The White Mountains may be seen from the summit of Otis' hill; also the steeples of the meeting houses in Portsmouth and the masts of the shipping in the harbor.

The soil of this town is well adapted to Indian corn, and almost all kinds of grain and grass. The tide flows on the east side of this town, four miles to Quamphegan falls. The river is of sufficient depth, till within a mile of said falls, for vessels of 250 tons. The S. part of this town is bounded on Cocheco river, from its confluence with the Piscataqua to the mouth of Fresh creek, near a mile, and from thence by said creek to its head, nearly a mile and a half.

There are but two ponds of note in this town: Humphrey's pond on the line of Dover, 200 rods long and 120 rods wide; and Cole's pond, 150 rods long and 75 wide.

Red and yellow ochre, also iron ore, have been found in this town. The ochre has been used in painting houses, and has been found to make a durable paint.

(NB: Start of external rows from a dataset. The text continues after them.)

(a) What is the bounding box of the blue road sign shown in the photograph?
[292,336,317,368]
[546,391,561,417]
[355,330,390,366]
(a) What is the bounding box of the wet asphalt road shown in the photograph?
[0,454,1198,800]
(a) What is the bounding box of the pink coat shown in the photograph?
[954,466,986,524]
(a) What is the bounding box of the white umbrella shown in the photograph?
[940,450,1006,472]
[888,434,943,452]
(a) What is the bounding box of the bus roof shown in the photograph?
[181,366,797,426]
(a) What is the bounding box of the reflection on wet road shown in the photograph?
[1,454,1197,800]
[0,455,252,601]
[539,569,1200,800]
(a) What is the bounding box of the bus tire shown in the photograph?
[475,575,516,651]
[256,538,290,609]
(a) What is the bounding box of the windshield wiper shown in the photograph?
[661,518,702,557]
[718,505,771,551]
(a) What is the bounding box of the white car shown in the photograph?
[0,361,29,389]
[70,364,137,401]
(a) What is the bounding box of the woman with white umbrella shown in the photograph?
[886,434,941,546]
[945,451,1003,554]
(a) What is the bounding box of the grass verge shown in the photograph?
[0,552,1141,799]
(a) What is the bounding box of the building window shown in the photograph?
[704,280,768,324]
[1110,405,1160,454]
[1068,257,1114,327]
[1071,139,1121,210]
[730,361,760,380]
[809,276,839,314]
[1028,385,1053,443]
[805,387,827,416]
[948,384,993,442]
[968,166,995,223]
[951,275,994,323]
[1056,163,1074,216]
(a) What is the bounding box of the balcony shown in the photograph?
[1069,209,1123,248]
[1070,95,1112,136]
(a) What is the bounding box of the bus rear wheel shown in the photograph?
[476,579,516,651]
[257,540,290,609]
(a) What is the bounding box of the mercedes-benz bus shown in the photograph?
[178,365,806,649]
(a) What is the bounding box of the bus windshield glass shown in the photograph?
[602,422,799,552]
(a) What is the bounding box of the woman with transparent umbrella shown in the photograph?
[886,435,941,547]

At Great Falls are extensive manufactories, and a large and beautiful village.

This town was settled between 1650 and 1700, by William Wentworth and others. Many of the first settlers were killed or taken captive and carried to Canada. Ebenezer Downs, who was a quaker, was taken by the Indians at Indigo hill, in 1724, and carried to Canada. He was grossly insulted and abused by them, because he refused to dance as the other prisoners did for the diversion of their savage captors.

Nicholas Pike, author of a popular system of arithmetic, was born in this town, October 6, 1743.

John Wentworth, son of the Hon. John Wentworth, was born in this town, July 14, 1745, and was graduated at Harvard college, 1768. He entered on the study of the law, and settled at Dover. When application was made to him to put an action in suit, it was his practice to see the parties or to write to them, stating the consequences of a legal process, and advising them to settle their differences between themselves. By this mode of procedure he was instrumental in preventing many vexatious lawsuits; and was entitled to the appellation of peace-maker. He was a member of the continental congress in the revolution, and died January 10, 1787.

Hon. Thomas Wallingford was born at Bradford, Mass., in 1697. He came to this town in the early part of his life; and by a diligent application to business, from a small beginning became one of the richest men in the province.

Ichabod Rollins was born in Somersworth in 1721. He was a judge of probate for the county of Strafford, and died January 31, 1800. Population, in 1830, 3,090.